Jay Roach, Steve Carell Pair Up For 'Schmucks'

Paul Rudd, Steve Carell i i

If You Give A Mouse A Diorama: Steve Carell (right) stars as Barry, an amateur taxidermist who's invited to a strange dinner party by Tim (Paul Rudd), a hedge fund manager on the make. Merie Weismiller Wallace/Paramount hide caption

itoggle caption Merie Weismiller Wallace/Paramount
Paul Rudd, Steve Carell

If You Give A Mouse A Diorama: Steve Carell (right) stars as Barry, an amateur taxidermist who's invited to a strange dinner party by Tim (Paul Rudd), a hedge fund manager on the make.

Merie Weismiller Wallace/Paramount

Jay Roach's newest film, Dinner for Schmucks, stars Paul Rudd as Tim, a corporate executive who is invited to a dinner party with one strange caveat: Each invited guest must bring the biggest idiot he can find along with him — and the winner will earn accolades and admiration from his boss.

Rudd decides to bring an IRS employee named Barry, played by Steve Carell. Barry — who seems to lack an internal filter, and who spends his off hours building lovingly detailed dioramas featuring taxidermied rodents — inadvertently turns the tables on the assembled guests.

Both Roach and Carell joined Fresh Air's Dave Davies for a discussion about the film, loosely adapted from the 1998 French comedy Le Diner de Cons. In that film, the idiot character creates elaborate designs out of matchsticks; Roach says he made a conscious decision to change Carell's obsession to express who he is a bit more.

"There's a little hint of something sad underneath, and the [stuffed] mice become a way for him to express this optimistic view of life," he says. "And that's what made it seem like a kind of creepy-funny thing at first, and then these layers unfold."

Roach is the director of several films, including Austin Powers, Mystery, Alaska, Recount and Meet the Parents. Carell won a Golden Globe as Michael Scott on the NBC sitcom The Office and has starred in Little Miss Sunshine, Bruce Almighty, Anchorman and The 40-Year-Old Virgin.


Interview Highlights

On the pathos of Barry's life

Carell: "I see him as a guy who lives on the fringe of society. He's an incredibly optimistic person and wears his heart on his sleeve, and just wants to make everyone around him happy. But in doing so, it has the exact opposite effect. He tends to spread misery wherever he goes. But it's so well-intentioned ... and that's really what drew me to the character."

Paul Rudd, Jeff Dunham i i

'Dinner' Chat: Other guests at the table include a man (Jeff Dunham, right) who's unaccountably attached to his emotionally abusive "wife," who looks an awful lot like a ventriloquist's dummy.

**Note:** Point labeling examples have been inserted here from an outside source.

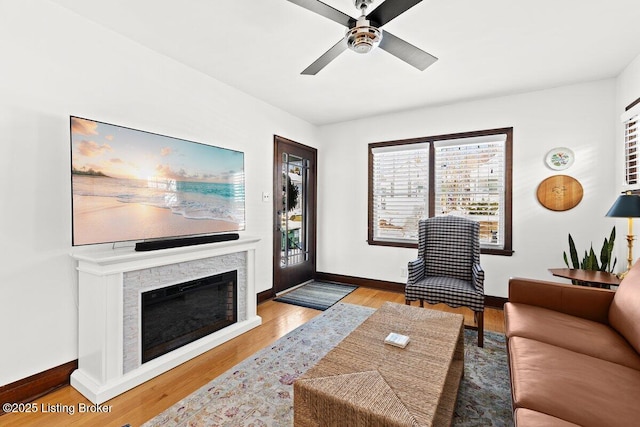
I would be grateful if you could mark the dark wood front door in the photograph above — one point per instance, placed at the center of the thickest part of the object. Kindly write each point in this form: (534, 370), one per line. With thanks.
(294, 206)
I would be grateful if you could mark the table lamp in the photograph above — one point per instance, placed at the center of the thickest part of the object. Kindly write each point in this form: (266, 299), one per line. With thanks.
(627, 206)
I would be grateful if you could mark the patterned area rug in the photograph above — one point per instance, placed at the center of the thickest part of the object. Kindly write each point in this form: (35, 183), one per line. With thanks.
(259, 390)
(318, 295)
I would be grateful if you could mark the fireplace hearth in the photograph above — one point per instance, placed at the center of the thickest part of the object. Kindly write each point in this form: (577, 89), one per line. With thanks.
(177, 315)
(111, 283)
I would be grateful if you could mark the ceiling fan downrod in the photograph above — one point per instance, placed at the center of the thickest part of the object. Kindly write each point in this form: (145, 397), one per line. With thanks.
(363, 36)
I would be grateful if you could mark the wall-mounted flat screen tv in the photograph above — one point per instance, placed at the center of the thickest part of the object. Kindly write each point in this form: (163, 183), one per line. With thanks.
(130, 185)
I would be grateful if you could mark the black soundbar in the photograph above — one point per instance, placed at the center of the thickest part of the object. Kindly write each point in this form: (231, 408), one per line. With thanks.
(154, 245)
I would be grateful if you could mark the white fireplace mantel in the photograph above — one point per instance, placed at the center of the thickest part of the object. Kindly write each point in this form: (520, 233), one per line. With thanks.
(102, 336)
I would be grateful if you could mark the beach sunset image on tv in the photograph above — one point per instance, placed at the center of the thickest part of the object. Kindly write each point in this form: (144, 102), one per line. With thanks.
(134, 185)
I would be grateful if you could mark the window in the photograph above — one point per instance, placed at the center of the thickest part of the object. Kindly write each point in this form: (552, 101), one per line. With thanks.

Merie Weismiller Wallace/Paramount hide caption

itoggle caption Merie Weismiller Wallace/Paramount
Paul Rudd, Jeff Dunham

'Dinner' Chat: Other guests at the table include a man (Jeff Dunham, right) who's unaccountably attached to his emotionally abusive "wife," who looks an awful lot like a ventriloquist's dummy.

Merie Weismiller Wallace/Paramount

On doing improv in a scripted movie

Carell: "I used to literally hear the film going through the camera and I would constantly think about how much time and money I was wasting by being on camera. I had a great deal of guilt about that but when you work with somebody like Jay [Roach] who really gives you the freedom to fail, then you don't feel like there are any repercussions to that, other than some of the stuff might work and some of the stuff might not. ... I think it's really creating an environment where people can explore and have fun."

On directing the politically themed Recount after a long comedy career

Roach: "When I came out of film school, I started writing and I mostly wrote very serious stuff. I always thought I would go into more serious films. It was Mike Myers who said 'Oh, you should do this film,' and I got to do Austin Powers. And I got on a wave of those things. And I had always wanted to do a political film ... and Sydney Pollack had to drop out of Recount. ... And when I read the script, [I thought] man, what a pressure cooker. I love suspense. I love comedy that's based on suspense, and I loved the suspense of that [film]."

On the end of The Office

Carell: "I thought it was just time to move on. I want to spend more time with my family — I have two little kids — and it just seemed like the time was right for me. But I think the show is incredibly strong, and the writers are great, and the cast is really an ensemble. I've always thought of myself as a member of this great ensemble cast, so I see it as just one member of that ensemble sort of drifting off. The show has shown itself to be very resilient and [be able to] incorporate new characters and new scenarios and story lines, so I have no doubt it will continue to be incredibly strong."